Schwierigkeiten haben die Baskets bisher dann, wenn der Gegner eine Zone spielt. Ich hoffe ich verrate damit jetzt nicht zu viel. Trotz der weiter entfernten Dreierlinie und den damit verbundenen längeren Laufwegen für die Verteidiger schaffen es die Baskets oftmals nicht so recht einen freien Wurf zu kreiren.  Gegen eine Zone lässt man den Ball laufen, gerne um die Zone rum. Das machen die Baskets gut. Wenn aber vier Spieler an der Dreierlinie lauern, dazu ohne Bewegung, dann ist es für die Verteidigung leicht. Zumal das Mittel des Centeranspiels nicht genutzt werden kann. Der sollte nämlich ordentlich untergwegs sein und die Bälle durch die Nahtstellen der Zone bekommen.

3er Zone

27,9 % der Dreier treffen die Baskets in dieser Saison. Dies liegt eher weniger an der neuen Dreierlinie oder daran, dass man nicht die Spieler dazu hätte. Die EWE Baskets Oldenburg spielen einfach zu wenig freie Dreier heraus. Die Systeme werden nicht effektiv gelaufen, dazu kommt die im letzten Abschnitt genannte Verteidgungsproblematik.

Eigene Verteidigungs-Zone

Obwohl Chris McNaghton auch hier noch verbesserungspotential ausgemacht hat ist die Verteidigung schon sehr gut. Sehr präsent, aggressiv und flink. Manchmal wird noch zu sehr auf die Ballseite verschoben und die andere freigelassen, oder zu viel ausgeholfen u.ä. Insgesamt ist das aber schon sehr gut.

Mauerfall

Die Lösung für alle Probleme mit den Zonen? Der Mauerfall! Die angesprochenen Punkte hängen alle zusammen.

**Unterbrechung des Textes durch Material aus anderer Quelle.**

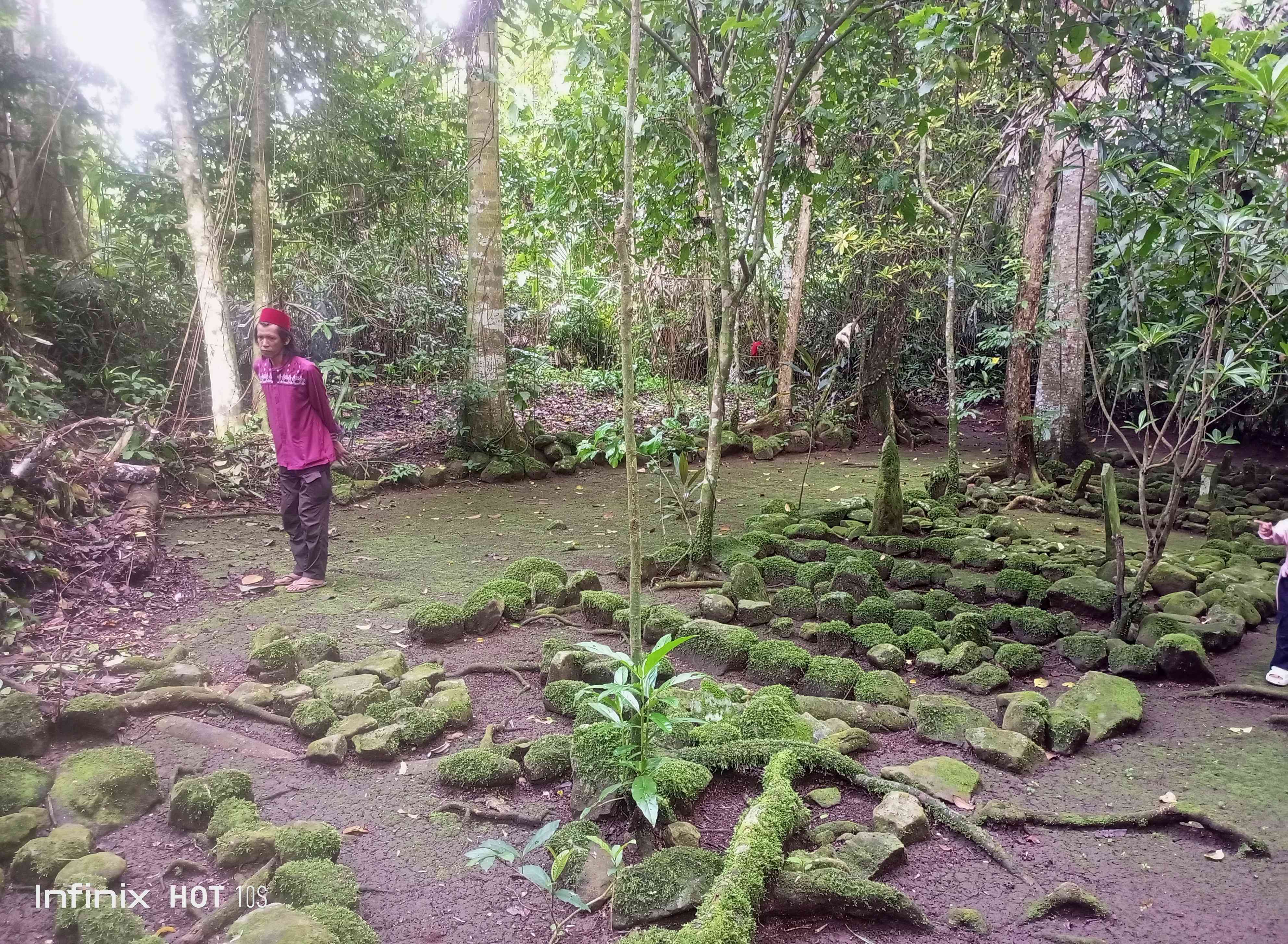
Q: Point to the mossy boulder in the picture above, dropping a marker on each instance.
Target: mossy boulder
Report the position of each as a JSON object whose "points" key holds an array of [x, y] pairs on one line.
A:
{"points": [[24, 732], [1134, 661], [194, 799], [1182, 659], [1112, 705], [40, 860], [945, 719], [437, 623], [549, 759], [22, 784], [883, 687], [982, 679], [105, 787], [1019, 659], [777, 663], [315, 881], [1086, 651], [1084, 595], [307, 839], [670, 883]]}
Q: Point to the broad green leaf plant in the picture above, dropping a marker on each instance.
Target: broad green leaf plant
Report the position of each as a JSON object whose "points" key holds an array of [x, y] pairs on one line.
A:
{"points": [[639, 705]]}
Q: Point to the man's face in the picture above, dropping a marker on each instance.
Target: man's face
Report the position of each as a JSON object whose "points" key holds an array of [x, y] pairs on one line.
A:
{"points": [[270, 341]]}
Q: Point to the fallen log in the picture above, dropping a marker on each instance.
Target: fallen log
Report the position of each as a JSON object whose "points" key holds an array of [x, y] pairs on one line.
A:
{"points": [[187, 697]]}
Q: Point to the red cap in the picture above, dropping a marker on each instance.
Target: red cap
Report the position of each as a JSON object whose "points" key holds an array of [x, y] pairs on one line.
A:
{"points": [[275, 316]]}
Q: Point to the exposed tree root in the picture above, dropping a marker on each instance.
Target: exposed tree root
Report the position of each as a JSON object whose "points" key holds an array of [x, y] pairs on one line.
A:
{"points": [[499, 668], [552, 615], [1166, 814], [496, 817], [218, 920], [187, 697], [750, 755], [1241, 692]]}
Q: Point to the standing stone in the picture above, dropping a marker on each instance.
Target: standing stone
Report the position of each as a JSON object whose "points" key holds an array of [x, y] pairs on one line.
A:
{"points": [[888, 504], [1109, 503], [1208, 489], [1079, 487]]}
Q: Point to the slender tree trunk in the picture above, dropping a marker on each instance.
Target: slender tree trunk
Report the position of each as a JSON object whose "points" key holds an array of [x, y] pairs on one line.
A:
{"points": [[489, 413], [795, 286], [1019, 362], [203, 230], [262, 219], [1062, 365], [626, 263]]}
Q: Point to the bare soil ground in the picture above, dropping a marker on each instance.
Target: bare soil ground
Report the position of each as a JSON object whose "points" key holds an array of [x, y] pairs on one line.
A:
{"points": [[439, 544]]}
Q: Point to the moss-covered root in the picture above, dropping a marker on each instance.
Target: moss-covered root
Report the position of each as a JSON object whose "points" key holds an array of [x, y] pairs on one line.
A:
{"points": [[1167, 814], [1066, 896], [960, 825], [728, 912]]}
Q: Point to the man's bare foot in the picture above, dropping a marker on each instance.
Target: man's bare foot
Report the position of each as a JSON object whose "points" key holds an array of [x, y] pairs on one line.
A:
{"points": [[304, 584]]}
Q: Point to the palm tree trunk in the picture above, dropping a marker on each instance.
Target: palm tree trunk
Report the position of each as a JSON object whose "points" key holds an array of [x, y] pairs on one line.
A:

Wenn alle Spieler ihre Rolle gefunden haben bzw. annehmen, dann wird sich alles auf einmal lösen. In einem Team mit vielen Häuptlingen muss sich der ein oder andere damit anfreunden, dass er eine andere Rolle spielen muss, als er sich vielleicht vorgestellt hat. Das individuelle Potential ist riesig, doch scheinen die Stärken des Einzelnen momentan etwas verschütt zu geraten. Ich bin zuversichtlich, dass sich das bald ändern wird und wir eine lange Saison erleben werden.